File | Description |
---|---|
code/clasifier | Codes for classifier of BERT-CodeBERT model with cross model self-attention layer |
code/generator | Codes for generator of BART-CodeBERT model with cross model self-attention layer |
data/clasifier | Labels for training classifier |
data/generator | Labels for training generator |
We combine the pre-trained BART model with pre-trained CodeBERT model to test the capability of model containing both natural language and code information. One drawback of the pre-trained Transformer model is that the dimensions of its input and parameters are fixed, so we cannot simply concatenate the two encoders’ outputs, which is incompatible with the dimensions of the pre-trained decoder’s input. To solve the problem, we use cross-model self-attention layer, using query states (Q) of BART encoder with key (K) and value states (V) of CodeBERT encoder to calculate importance of each CodeBERT output token to the BART encoder’s output tokens.
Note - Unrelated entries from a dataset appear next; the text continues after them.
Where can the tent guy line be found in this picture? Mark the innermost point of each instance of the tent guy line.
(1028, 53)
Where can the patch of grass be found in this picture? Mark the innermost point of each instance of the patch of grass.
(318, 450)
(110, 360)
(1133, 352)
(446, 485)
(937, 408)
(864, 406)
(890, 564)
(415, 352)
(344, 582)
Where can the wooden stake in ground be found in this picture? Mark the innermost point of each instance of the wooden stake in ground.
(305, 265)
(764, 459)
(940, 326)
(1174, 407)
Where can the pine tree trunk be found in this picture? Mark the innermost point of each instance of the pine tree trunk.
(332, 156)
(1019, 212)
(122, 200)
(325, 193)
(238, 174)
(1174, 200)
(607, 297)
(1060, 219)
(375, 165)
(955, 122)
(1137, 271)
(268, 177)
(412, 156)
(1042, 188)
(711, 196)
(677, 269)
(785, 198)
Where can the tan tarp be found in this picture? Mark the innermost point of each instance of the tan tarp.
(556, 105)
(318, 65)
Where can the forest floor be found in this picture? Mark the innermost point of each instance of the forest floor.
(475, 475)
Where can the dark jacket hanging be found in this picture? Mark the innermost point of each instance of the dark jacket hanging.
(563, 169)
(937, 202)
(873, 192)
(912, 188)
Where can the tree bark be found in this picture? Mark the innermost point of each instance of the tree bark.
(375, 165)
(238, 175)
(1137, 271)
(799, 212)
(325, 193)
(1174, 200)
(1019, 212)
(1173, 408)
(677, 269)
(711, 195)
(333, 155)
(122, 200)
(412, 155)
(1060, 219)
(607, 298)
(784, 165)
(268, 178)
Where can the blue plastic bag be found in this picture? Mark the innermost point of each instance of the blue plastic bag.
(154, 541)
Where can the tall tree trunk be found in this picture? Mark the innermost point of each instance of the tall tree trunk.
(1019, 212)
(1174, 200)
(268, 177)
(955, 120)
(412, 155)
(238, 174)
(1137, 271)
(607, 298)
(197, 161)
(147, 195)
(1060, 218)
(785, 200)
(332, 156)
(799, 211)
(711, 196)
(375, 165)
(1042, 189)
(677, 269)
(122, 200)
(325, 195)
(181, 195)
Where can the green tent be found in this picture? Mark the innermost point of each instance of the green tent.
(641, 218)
The input of BART decoder is output of residual structure between BART encoder and cross-model self-attention layer.
The code is based on CodeBERT project. The path of all files need to be changed.
According to paper Section 4.1, the classification results are shown below:
CodeBERT | BERT | BERT-CodeBert | Transformer | LSTM | |
---|---|---|---|---|---|
AUC | 0.91 | 0.89 | 0.57 | 0.80 | 0.71 |
CodeBERT has the best result (0.91 AUC), followed by BERT (0.89 AUC). Both of them have much better performance than non-pre-trained models (Transformer and LSTM).
Commit Message | Added & Deleted Code Segments | All Code Segments | Commit Message & Added & Deleted Code Segments | Commit Message & All Code Segments | |
---|---|---|---|---|---|
AUC | 0.55 | 0.67 | 0.62 | 0.80 | 0.91 |
The input results with both commit messages and code segments are better than the results without message or code segment (0.80-0.91 AUC versus 0.55-0.67 AUC), indicating that both commit messages and code segments are useful for the silent dependency alert detection.
According to paper Section 4.2, the generation results are shown below:
The results of pre-trained model based models (BART, CodeBERT and BART-CodeBERT) are much better than non-pre-trained Transformer model and the LSTM in all four key aspects. This demonstrates the advantages of model pre-training.
Inputs with both commit messages and code contents have much better results than the ones using only commit message or code contents. This indicates both commit messages and code contents are important to the generation task.